When a shark offers up a pearl, be wary of its teeth. My father liked to tell me that when we were sailing, though I found this lesson most often applied on land.

Ranami uncrossed her arms. “Ten days of your time is not much to ask.”

“And I expect I can just sit myself down here, wait for ten days and you’ll give me the information I want.” Internally, I was screaming. Ten days. Ten days of letting that boat get farther and farther away, grasping for answers that were slipping through my fingers.

“No,” Ranami admitted.

“Tell me what it is exactly that you want me to do, and then we’ll talk.”

“Come back with me; let Gio and the others explain.”

“The others,” I said flatly. How many of the Shardless Few were gathered on this island? If the Emperor had his spies out and about, they’d find out soon enough. And who needed to trust people when you had constructs as small as squirrels who could do your work? Yet the promise she dangled in front of me – of knowing where that boat was going – flashed like a fishing lure on a sunny day. I was guessing at this point, following a trail that had long since grown cold. If I knew its end destination, I could find the quickest route there, catch the boat while it was still docked. I thought of Emahla’s wine-dark eyes, what it would be like to see them again, and I felt like my throat was being pressed by the weight of all the islands atop one another. “Do you know if she’s still alive?” I said in a low voice.

Ranami’s eyelashes fluttered, her gaze going to the sand. “I’m sorry,” she said and she sounded genuinely remorseful. “All I know is that you were looking for the blue-sailed boat. I didn’t know—”
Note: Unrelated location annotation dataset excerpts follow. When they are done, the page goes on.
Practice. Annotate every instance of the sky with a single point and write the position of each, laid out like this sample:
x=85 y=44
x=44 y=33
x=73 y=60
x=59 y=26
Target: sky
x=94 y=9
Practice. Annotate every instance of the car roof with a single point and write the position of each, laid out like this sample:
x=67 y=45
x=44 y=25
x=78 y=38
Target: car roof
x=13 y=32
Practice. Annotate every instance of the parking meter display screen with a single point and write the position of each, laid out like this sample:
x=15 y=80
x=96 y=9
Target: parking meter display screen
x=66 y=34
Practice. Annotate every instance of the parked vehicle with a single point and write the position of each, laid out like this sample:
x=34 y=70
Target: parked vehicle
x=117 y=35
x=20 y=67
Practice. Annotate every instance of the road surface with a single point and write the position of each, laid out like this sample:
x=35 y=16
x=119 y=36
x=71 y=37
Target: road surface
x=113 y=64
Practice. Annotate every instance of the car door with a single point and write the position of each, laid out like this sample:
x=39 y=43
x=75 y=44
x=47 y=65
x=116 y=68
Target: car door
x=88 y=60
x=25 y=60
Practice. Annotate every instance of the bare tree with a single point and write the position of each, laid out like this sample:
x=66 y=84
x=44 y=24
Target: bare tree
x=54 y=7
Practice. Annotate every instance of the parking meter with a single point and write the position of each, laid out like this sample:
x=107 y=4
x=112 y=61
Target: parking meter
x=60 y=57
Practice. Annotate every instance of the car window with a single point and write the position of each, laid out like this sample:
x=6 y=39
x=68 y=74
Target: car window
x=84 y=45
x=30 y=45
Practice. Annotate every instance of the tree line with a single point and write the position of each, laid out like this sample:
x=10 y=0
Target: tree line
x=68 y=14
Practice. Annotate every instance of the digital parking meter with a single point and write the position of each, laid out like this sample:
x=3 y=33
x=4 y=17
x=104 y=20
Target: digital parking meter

I swept past her and heard Mephi splashing out of the sea to follow me. Of course she didn’t know. No one seemed to know what happened to these young men and women, why they were taken. But she knew where they went, and that was something. “It doesn’t matter.” I had to take this chance. I had to stop lying to myself, telling myself I’d find it again on my own. I wasn’t a child, hoping for glimpses of sea serpents from shore.

She hurried to keep up with me and I didn’t wait. “You don’t know where you’re going,” she said in a firm voice before stepping in front of me. And she was right: I didn’t. Where did one hide the rebellion’s leader from the Empire?

The forest floor was damp beneath my feet. Most people were glad to see the rains come after seven years of a dry season. Yes, the winds picked up and made the sailing quicker. But the rain made the sailing a fair bit more miserable, and the ever-present moisture in the air made me feel like my fingertips had grown permanently wrinkled. Mephi scampered ahead and around us both, pouncing on dew, snapping at a butterfly, clambering halfway up a tree before jumping down again. He didn’t say anything, for which I was eternally grateful. All I needed now was to be explaining to this woman why my pet talked.